The library provides a program to warmup the cache for the target devices and source kernels. It can be useful to:
- Check if your kernel compiles with the given compilation flags (options)
- Distribute precompiled kernels with you program
- Speed up the boot time of your application, avoiding compile the kernels on demand
You can run the warmup command typing:
cargo run --bin=warmup -- -s=<path_to_source>
This will compile the OpenCL code found on the target path for the first platform found and all the associated devices. There are several options to select the platform, the devices, the output directory or if it should work recursively. You can check all the options by typing:
cargo run --bin=warmup -- --help
As there are a lot of parameters that can receive the warmup command, we can define all the kernels to compile on a YAML file to make the interaction with the warmup command simpler.
You can run it typing:
cargo run --bin=warmup -- -y=<path_to_yaml>
Each YAML will describe a set of jobs to be executed. The simpler YAML file you can type is the next:
jobs:
- <job_name>:
source: <path_to_source>
- <another_group_of_kernels>:
source: <path_to_another_source>
There are several parameters that can be set to each group of jobs to allow forward the same parameters that we can set from the command line:
- platform_index: It will select the platform with this index.

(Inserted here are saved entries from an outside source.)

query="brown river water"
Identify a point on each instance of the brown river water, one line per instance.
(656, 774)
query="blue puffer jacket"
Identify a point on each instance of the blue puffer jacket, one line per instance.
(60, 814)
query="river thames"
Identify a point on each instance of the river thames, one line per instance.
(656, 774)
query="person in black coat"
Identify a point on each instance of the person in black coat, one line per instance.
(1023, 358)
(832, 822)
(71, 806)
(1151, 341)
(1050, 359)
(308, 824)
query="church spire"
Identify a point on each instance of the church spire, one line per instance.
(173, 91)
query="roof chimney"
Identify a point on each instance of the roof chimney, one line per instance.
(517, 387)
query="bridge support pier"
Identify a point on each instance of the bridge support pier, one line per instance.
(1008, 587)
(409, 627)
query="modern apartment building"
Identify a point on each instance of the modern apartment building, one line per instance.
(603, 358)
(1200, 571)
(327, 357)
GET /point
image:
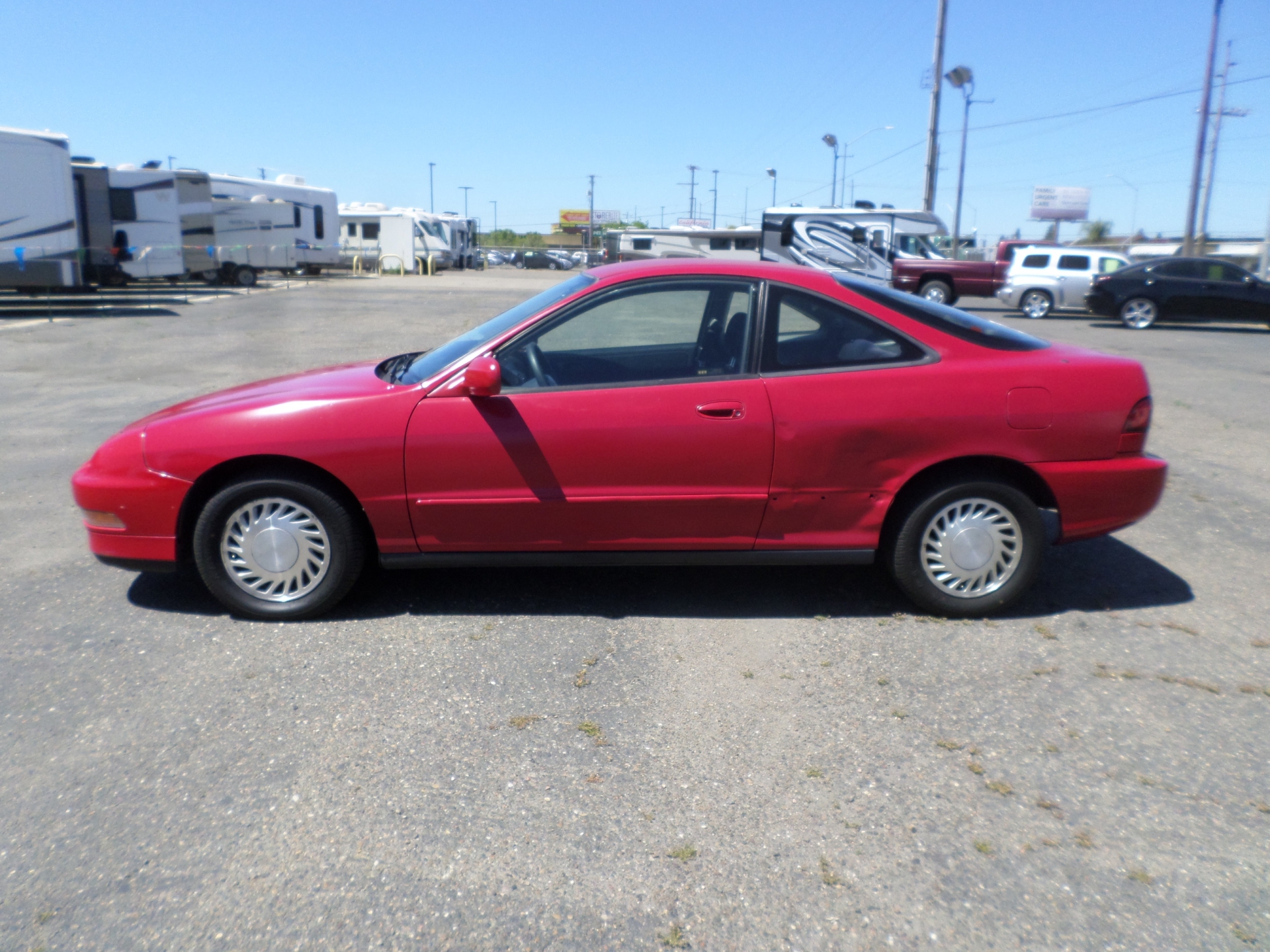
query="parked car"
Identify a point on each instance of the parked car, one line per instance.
(1180, 288)
(944, 281)
(1042, 280)
(647, 414)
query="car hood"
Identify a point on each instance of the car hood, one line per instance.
(295, 390)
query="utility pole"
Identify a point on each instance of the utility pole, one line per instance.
(1193, 200)
(933, 132)
(1212, 153)
(591, 218)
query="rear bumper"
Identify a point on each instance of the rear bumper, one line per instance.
(1096, 496)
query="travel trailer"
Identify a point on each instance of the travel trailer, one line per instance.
(863, 241)
(40, 239)
(316, 214)
(402, 238)
(161, 222)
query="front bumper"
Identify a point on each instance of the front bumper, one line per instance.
(1096, 496)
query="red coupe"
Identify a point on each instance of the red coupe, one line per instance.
(654, 413)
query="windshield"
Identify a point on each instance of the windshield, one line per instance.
(429, 364)
(951, 320)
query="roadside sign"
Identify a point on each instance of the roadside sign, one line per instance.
(1061, 204)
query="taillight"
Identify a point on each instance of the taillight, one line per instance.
(1133, 434)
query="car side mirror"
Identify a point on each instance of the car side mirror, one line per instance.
(483, 377)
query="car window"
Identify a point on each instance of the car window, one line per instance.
(806, 332)
(1180, 270)
(663, 331)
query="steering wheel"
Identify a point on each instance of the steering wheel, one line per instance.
(534, 357)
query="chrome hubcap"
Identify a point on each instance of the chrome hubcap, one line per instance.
(275, 550)
(1035, 305)
(972, 547)
(1140, 314)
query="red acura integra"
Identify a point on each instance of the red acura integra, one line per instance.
(654, 413)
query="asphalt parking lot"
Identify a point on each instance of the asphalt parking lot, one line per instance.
(593, 760)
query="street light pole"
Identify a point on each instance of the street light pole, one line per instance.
(1193, 201)
(962, 78)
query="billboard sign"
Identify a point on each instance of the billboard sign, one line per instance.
(1061, 204)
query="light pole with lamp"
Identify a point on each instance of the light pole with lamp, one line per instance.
(832, 143)
(847, 155)
(962, 79)
(1133, 218)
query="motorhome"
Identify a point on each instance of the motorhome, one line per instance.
(40, 241)
(316, 214)
(371, 233)
(863, 241)
(161, 221)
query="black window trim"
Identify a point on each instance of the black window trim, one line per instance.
(749, 372)
(929, 353)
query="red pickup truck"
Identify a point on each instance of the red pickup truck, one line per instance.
(944, 281)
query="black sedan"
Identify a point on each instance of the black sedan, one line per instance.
(1180, 288)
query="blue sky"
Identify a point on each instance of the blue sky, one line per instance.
(523, 100)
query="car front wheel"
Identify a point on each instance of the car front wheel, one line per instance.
(1140, 313)
(277, 549)
(1037, 305)
(968, 549)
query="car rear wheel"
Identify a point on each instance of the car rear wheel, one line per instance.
(1037, 305)
(1140, 313)
(937, 291)
(968, 549)
(277, 549)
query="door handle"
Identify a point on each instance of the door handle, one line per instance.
(723, 411)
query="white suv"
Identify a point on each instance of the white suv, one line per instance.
(1044, 278)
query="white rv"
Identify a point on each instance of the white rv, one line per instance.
(316, 214)
(161, 222)
(863, 241)
(396, 237)
(38, 237)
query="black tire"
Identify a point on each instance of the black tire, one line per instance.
(913, 547)
(335, 564)
(937, 291)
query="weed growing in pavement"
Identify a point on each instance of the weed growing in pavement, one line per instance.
(827, 876)
(1242, 935)
(675, 938)
(1191, 683)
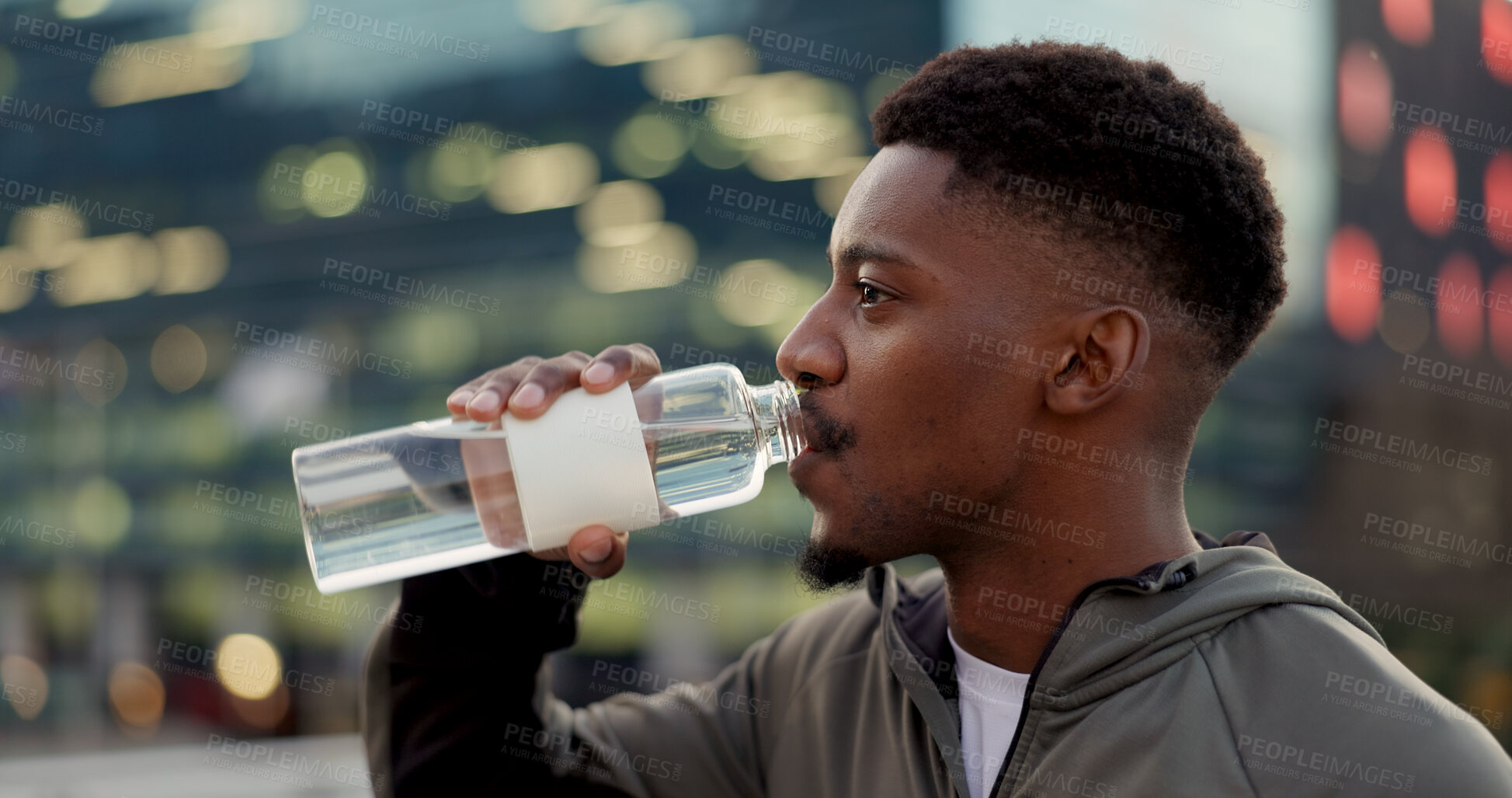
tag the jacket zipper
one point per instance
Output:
(1055, 638)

- platform_regex: It will select the first platform that matches the given regular expression
- device_index: It will select the device with this index given by the platform
- device_regex: It will select the devices that matches with the given regular expression.
- device_type: It will select the devices by device type. Allowed types are: cpu, gpu, all
- output: Output directory where the binaries will be saved
- options: Compilation flags that will be forwarded to
clBuildProgram
- recursive: If true, it will scan the source path recursively.
- extension: It will scan only the files with the given extension (by default, cl)
- verbose: It sets the level of verbosity of the command, for the given job.
- tag: Save the kernel source with the give tag. Only valid if source is a file.
- force_rebuild: It will force the kernel recompilation and will replace the previous content.
You can find a full example of the library usage with Rust on src/bin/demo1.rs You can find a full simple example of the library usage with C on extern/example/simple.c You can find a full example using tags with C on extern/example/tagged.c
There are several things that can be done to improve the current implementation:
- Add more cache backends
- Implement a
get_from_path
method, that will use the last modification timestamp to decide if the entry of the cache is valid or not - Add tests to the Rust library
- Add tests to the C API
- Split the project on several repositories: ** Current library ** C API bindings ** Generic cache backend ** High-level Rust OpenCL bindings (or work on rust-opencl)
- Decrease the amount of dependencies
- Build with Rust stable
- Return errors trough the C API
- Test the thread-safeness of the C API
This library could not be developed without the previous work of rust-opencl. A part of the "raw" bindings, the high-level bindings that resides on this library are almost the same as the ones on that repository, but adapted to the needs of this project.